Mimo młodego wieku Kasia Tusk stara się pełnić rolę wyroczni w sferze mody i urody. Niedawno "Super Express" opisywał, jak uczyła polskie kobiety, do czego służy grzebień i wałki do włosów. Teraz córka Donalda Tuska realizuje poważniejszą misję. Chce sprawić, aby policzki rodaczek były świeże i rumiane.
"Rano zawsze myję twarz" - informuje szczerze Kasia. Dodaje jednak, że używa do tego specjalnego żelu. "Wieczorem zawsze robię demakijaż i ponownie nakładam krem (tak jak już wspomniałam: banał!)" - opisuje swój dzień. "Nie chodzę do kosmetyczek i nie łykam witamin" - zaznacza przy tym.
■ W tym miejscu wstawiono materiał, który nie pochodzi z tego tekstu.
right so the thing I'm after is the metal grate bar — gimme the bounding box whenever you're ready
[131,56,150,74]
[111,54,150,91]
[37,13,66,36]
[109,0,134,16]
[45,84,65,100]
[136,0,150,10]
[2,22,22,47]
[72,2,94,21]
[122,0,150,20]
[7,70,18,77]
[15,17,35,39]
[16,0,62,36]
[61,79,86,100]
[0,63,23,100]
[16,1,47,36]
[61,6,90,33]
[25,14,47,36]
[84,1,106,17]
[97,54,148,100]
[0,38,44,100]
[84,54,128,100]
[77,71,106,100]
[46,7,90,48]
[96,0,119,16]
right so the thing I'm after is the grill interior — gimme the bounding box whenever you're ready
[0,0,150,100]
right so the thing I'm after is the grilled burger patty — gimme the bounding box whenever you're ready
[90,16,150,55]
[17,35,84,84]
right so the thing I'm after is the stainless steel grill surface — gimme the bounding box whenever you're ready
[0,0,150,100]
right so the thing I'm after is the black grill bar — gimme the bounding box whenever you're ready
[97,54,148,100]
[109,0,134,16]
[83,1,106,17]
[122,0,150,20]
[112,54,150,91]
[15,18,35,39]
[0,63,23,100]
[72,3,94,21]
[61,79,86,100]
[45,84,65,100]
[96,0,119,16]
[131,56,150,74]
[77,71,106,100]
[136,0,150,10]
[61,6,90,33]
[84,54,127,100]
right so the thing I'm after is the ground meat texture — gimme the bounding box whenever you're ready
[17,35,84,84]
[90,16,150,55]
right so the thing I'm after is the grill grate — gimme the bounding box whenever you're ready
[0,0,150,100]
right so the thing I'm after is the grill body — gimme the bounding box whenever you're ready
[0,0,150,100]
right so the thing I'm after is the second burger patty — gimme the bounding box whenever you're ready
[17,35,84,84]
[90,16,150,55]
Patrz też: Aleksandra Kwaśniewska: Kasia Tusk to szafiarka
Jest bowiem przeciwniczką wprowadzania farmakologii do każdej dziedziny życia. A jako zwolenniczka sił natury stosuje... ogórek. I na dowód pozuje z nim na twarzy. Choć ona, jako osoba światowa, powiedziałaby raczej z angielska, że położyła na face (czyt. fejs) cucumber.